Teatro Aleph

(1967-...)

El teatro Aleph lo inicia a finales de la década de 1960, con cierta doble intención, un grupo de estudiantes del Instituto Nacional que deseaba realizar alguna actividad extra programática con las alumnas del Liceo Nª 1 de Niñas de Santiago. Al cabo de un año quedaron en este taller de teatro sólo aquellos que encontraron en el escenario una forma de expresión irreemplazable. Sin embargo, ninguno de ellos estudia teatro de manera profesional sino otras carreras universitarias, pero siguen trabajando como grupo aficionado, conducidos por el temprano liderazgo de Oscar Castro.

Desarrollan una forma de trabajo emergente en la época: la creación colectiva. Sin referentes teóricos pero con mucha pasión, las creaciones de Aleph poseen frescura, novedad y un atrevimiento expresivo que los distingue en el tiempo.

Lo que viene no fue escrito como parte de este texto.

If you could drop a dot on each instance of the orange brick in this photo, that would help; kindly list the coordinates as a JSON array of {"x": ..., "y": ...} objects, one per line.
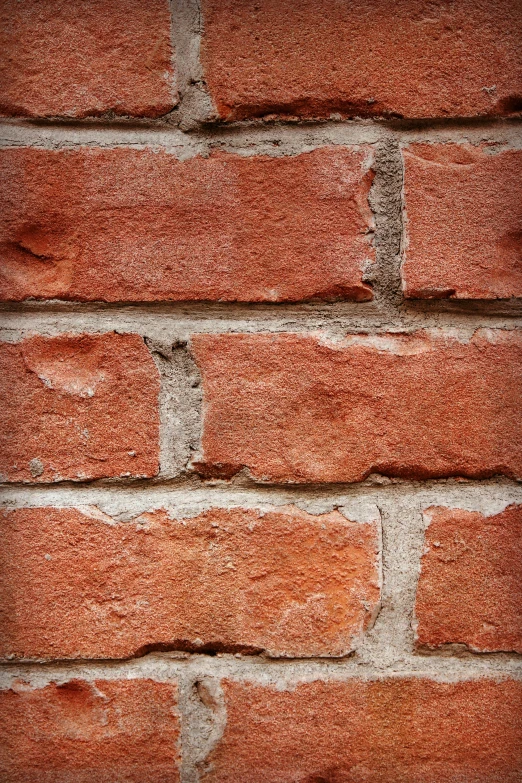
[
  {"x": 295, "y": 408},
  {"x": 464, "y": 222},
  {"x": 78, "y": 585},
  {"x": 78, "y": 407},
  {"x": 62, "y": 59},
  {"x": 106, "y": 731},
  {"x": 406, "y": 730},
  {"x": 140, "y": 225},
  {"x": 470, "y": 587},
  {"x": 401, "y": 58}
]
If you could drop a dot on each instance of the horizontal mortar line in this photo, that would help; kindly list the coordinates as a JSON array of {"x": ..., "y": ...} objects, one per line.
[
  {"x": 161, "y": 666},
  {"x": 190, "y": 489},
  {"x": 347, "y": 662},
  {"x": 255, "y": 318},
  {"x": 304, "y": 134}
]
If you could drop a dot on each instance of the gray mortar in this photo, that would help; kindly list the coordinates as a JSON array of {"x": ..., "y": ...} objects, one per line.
[
  {"x": 196, "y": 106},
  {"x": 179, "y": 406},
  {"x": 386, "y": 204},
  {"x": 387, "y": 650}
]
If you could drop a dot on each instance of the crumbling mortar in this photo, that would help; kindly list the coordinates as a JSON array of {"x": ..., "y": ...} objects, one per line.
[
  {"x": 196, "y": 107},
  {"x": 179, "y": 406},
  {"x": 276, "y": 139}
]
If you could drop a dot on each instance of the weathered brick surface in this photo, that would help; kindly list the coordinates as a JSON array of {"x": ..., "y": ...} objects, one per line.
[
  {"x": 364, "y": 57},
  {"x": 464, "y": 222},
  {"x": 106, "y": 731},
  {"x": 470, "y": 587},
  {"x": 295, "y": 408},
  {"x": 119, "y": 225},
  {"x": 78, "y": 407},
  {"x": 58, "y": 58},
  {"x": 407, "y": 730},
  {"x": 75, "y": 584}
]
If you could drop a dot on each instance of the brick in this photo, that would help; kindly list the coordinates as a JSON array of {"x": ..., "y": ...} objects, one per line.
[
  {"x": 57, "y": 59},
  {"x": 131, "y": 225},
  {"x": 470, "y": 587},
  {"x": 78, "y": 407},
  {"x": 78, "y": 585},
  {"x": 106, "y": 731},
  {"x": 296, "y": 408},
  {"x": 407, "y": 730},
  {"x": 364, "y": 57},
  {"x": 464, "y": 222}
]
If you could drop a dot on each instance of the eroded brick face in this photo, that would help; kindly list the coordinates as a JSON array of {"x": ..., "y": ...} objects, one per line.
[
  {"x": 464, "y": 222},
  {"x": 239, "y": 579},
  {"x": 106, "y": 731},
  {"x": 470, "y": 587},
  {"x": 78, "y": 407},
  {"x": 128, "y": 225},
  {"x": 398, "y": 58},
  {"x": 295, "y": 408},
  {"x": 59, "y": 59},
  {"x": 406, "y": 730}
]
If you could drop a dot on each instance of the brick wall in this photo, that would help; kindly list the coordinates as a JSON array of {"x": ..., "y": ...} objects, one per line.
[{"x": 260, "y": 391}]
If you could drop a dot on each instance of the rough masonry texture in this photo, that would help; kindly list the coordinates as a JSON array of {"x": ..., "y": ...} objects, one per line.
[
  {"x": 464, "y": 222},
  {"x": 119, "y": 225},
  {"x": 78, "y": 407},
  {"x": 260, "y": 391},
  {"x": 281, "y": 580},
  {"x": 400, "y": 729},
  {"x": 396, "y": 58},
  {"x": 470, "y": 587},
  {"x": 101, "y": 731},
  {"x": 298, "y": 408},
  {"x": 56, "y": 60}
]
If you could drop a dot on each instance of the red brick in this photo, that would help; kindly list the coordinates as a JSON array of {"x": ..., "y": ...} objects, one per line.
[
  {"x": 78, "y": 407},
  {"x": 406, "y": 730},
  {"x": 470, "y": 587},
  {"x": 106, "y": 731},
  {"x": 364, "y": 57},
  {"x": 120, "y": 225},
  {"x": 464, "y": 213},
  {"x": 296, "y": 408},
  {"x": 59, "y": 58},
  {"x": 78, "y": 585}
]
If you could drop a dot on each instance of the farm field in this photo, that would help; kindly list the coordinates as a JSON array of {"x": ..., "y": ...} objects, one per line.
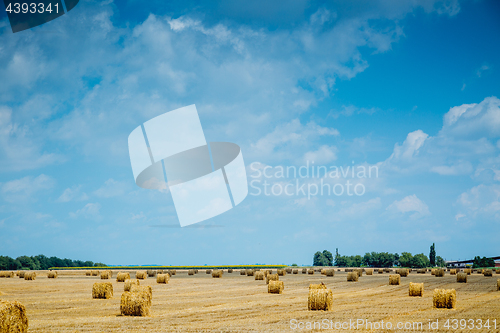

La profesionalización llega junto con el éxito obtenido en el influyente Festival de Teatro Universitario, Obrero y Campesino organizado por la UC, donde presentan su irreverente Se sirve usted un cocktail molotov (1969).

Por afortunada casualidad y en tiempos de la Reforma Universitaria consiguen asentarse en una casona perteneciente a la Universidad Católica de Chile ubicada en Lastarria 90. Desde entonces se suceden sus estrenos con gran repercusión en el mundo escénico y en el público joven. Sus creaciones incorporan elementos  del absurdo, y su ironía y sarcasmo salpicaba a todas las esferas políticas y sociales. La dinámica y la estética del grupo estaban consolidadas, y son invitados a festivales en América y Europa, logrando un gran triunfo: el premio a la mejor obra del año concedido por la Asociación de Críticos de Arte por su Viva in mundo de Fanta Cía. (1970).

Tras el cambio de autoridades en la UC por la instauración del Gobierno Militar en 1973 pierden la posibilidad de usar Lastarria 90 y con ello, su orgánica de trabajo. A pesar de ello, estrenan en octubre de 1974 Y al principio existía la vida, obra alusiva metafóricamente a la situación que vivía el país, la que mostraron con éxito en diferentes espacios.

El grupo es desbaratado cuando algunos de  sus miembros son apresados al poco tiempo, sufriendo dramáticas experiencias, incluso lamentando el asesinato de uno de sus integrantes a manos de militares. El líder del grupo, Oscar Castro, es recluido  en campos de concentración, donde desarrolla lo que se conoce como Teatro Carcelario. Junto a otros presos monta, con extraordinaria imaginación, obras teatrales y además escribe nuevas piezas que después serían montadas de manera profesional.

En 1976, tras casi dos años en campos de concentración, Oscar Castro parte al exilio a Francia, donde consigue espacio y financiamiento para sus obras, refundando el Teatro Aleph. Junto con las presentaciones teatrales, este incluye una academia y un café cultural, más la realización de experiencias de animación cultural a través del teatro en diferentes colectivos laborales y sociales. Nunca perdió el contacto con Chile, visitas en las que presentó algunas de sus obras estrenadas en París.

Desde enero de 2016, Teatro Aleph cuenta con una sede en Chile en la comuna de La Cisterna. La casona entregada en comodato por el Estado, pretende dar un espacio definitivo a la compañía en Chile. En la ceremonia de recepción, Oscar Castro dijo: "Cuando era joven creía que podía cambiar el mundo…ahora estoy seguro”.